Tant qu’à aller rechercher mon neveu Kevin (voir le texte « Deus ex machina), autant qu’il reste un moment avec nous, pour poser les bonnes questions. J’adore dialoguer avec mon neveu ! Et vous allez constater qu’il s’intéresse de près à mes chroniques radiophoniques, les fameuses « Bouteilles aux trois-quarts vides« .
Kevin : Alors, après un mois d’absence à la radio, c’est le retour de la bouteille aux trois-quarts vide ?
Eh bien, sans te vexer, mon petit Kevin, j’ai comme l’impression que l’on a pris quelques tailles de plus, en un mois d’absence, et qu’en fait de bouteille, nous voici au stade de la bassine ! La méga-bassine. Un genre de bouteille XXXXL. Est-elle pleine pour autant ? Rien n’est moins sûr.
Kevin : A propos, si tu nous parlais un peu des conditions de remplissage ?
Pourquoi pas, après tout. Un peu de pédagogie n’est jamais inutile. Les méga-bassines sont d’immenses bassins artificiels bétonnés qui s’étalent sur plusieurs hectares, destinées à stocker de l’eau en hiver, et la réutiliser en été pour un usage agricole. Essentiellement sur les cultures ayant les plus forts besoins en eau, comme le maïs pour ne pas le citer.
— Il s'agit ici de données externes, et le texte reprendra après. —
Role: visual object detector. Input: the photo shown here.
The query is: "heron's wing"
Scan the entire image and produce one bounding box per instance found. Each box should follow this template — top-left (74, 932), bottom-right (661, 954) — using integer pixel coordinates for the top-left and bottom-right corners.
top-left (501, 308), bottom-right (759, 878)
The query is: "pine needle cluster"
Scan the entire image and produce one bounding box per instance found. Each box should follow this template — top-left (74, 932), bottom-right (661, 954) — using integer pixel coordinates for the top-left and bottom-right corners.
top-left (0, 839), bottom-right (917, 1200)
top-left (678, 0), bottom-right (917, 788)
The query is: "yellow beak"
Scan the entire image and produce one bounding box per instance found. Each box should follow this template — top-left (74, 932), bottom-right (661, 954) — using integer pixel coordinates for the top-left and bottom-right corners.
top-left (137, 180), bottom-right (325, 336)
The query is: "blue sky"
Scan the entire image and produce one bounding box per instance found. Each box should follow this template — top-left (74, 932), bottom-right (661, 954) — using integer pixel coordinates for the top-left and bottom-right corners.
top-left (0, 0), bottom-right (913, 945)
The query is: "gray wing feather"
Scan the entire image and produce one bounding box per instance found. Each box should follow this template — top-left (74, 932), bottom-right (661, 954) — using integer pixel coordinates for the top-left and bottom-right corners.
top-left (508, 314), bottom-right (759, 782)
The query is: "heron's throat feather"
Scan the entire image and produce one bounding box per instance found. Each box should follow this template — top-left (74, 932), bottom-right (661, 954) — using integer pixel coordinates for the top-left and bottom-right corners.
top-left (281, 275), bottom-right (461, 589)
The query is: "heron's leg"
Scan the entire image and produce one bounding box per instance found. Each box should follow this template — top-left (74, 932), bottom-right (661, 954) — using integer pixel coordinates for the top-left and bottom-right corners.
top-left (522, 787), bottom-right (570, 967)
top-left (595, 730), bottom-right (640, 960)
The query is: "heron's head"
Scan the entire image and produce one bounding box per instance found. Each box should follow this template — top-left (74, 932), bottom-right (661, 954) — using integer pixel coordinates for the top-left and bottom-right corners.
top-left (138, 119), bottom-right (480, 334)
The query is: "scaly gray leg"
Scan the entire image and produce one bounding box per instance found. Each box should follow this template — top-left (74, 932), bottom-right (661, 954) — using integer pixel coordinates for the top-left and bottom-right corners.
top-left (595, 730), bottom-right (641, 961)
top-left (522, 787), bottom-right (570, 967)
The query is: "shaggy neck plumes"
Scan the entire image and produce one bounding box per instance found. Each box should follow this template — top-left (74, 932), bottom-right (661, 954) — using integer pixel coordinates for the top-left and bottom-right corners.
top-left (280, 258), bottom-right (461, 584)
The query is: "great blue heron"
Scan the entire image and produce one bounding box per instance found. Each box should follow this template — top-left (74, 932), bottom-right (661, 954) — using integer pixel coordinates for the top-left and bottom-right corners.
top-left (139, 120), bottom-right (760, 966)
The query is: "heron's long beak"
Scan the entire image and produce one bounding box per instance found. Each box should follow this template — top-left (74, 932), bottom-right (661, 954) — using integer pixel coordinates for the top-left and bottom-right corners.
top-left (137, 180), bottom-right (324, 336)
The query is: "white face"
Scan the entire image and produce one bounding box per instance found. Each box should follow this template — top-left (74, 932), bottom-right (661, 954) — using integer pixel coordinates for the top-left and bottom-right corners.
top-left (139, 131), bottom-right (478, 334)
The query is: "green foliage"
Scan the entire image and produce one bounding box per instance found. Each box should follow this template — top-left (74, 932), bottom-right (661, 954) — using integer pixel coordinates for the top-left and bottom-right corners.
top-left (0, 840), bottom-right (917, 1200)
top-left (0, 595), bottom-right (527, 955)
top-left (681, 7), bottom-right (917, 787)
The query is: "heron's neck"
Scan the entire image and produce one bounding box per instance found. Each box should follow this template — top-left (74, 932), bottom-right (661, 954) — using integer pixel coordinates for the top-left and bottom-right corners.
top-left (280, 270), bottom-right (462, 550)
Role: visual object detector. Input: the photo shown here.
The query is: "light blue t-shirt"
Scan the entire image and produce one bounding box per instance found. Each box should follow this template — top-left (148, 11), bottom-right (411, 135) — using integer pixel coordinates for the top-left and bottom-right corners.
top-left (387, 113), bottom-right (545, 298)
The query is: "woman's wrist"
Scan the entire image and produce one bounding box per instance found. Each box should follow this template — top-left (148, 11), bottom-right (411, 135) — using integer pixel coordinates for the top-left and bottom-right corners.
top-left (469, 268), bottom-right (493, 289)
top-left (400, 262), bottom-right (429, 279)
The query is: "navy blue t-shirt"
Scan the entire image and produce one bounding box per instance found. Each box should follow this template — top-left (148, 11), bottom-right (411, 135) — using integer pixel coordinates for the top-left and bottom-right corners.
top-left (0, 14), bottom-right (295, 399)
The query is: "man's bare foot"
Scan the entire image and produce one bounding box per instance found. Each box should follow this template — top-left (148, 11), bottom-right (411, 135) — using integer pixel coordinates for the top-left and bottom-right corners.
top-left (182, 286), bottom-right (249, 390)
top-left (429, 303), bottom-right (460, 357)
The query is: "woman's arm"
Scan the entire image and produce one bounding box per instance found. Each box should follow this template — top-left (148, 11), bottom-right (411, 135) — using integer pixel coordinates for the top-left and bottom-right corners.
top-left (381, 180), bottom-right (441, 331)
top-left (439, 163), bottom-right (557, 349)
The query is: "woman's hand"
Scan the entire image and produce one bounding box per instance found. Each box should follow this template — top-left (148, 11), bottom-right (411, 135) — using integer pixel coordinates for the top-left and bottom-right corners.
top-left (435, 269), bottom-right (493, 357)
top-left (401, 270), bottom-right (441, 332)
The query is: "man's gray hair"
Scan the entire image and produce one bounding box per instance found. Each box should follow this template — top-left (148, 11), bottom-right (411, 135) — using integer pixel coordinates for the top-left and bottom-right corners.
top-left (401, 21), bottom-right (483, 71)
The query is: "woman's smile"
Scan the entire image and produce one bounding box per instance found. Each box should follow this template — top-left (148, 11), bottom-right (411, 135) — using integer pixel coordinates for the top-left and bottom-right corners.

Kevin : Cela se tient. On stocke en hiver pour arroser en été quand il y a peu d’eau disponible et qu’il fait le plus chaud. C’est le moyen de faire face au changement climatique.
Mmmoui. Sauf que ce scénario – séduisant sur le papier – est beaucoup moins idyllique dans la réalité.
Kevin : Et pourquoi donc ? Les pluies hivernales remplissent les bassines qui sinon…
Rechargeraient les nappes souterraines et remettraient un peu de débit dans des rivières malmenées par les sécheresses à répétition. En somme, ces pluies requinquent la nature.
Tu vois, ces bassines révèlent une vision purement utilitariste de l’eau. En gros, et au hasard pour la FNSEA, l’eau ne sert à rien d’autre qu’à faire croître des plantes cultivées, qui elles-mêmes doivent permettre de dégager un bénéfice financier, acheter un plus gros 4X4, etc… Cette vision fait complètement abstraction du fait qu’il n’y a pas que le maïs qui a besoin d’eau, mais aussi le vivant dans sa totalité. Quel intérêt – hormis d’ordre financier – y aurait-il à disposer de champs de maïs rutilants avec des rivières à sec alentour ? Juste un peu d’opulence dans un univers dévasté ?…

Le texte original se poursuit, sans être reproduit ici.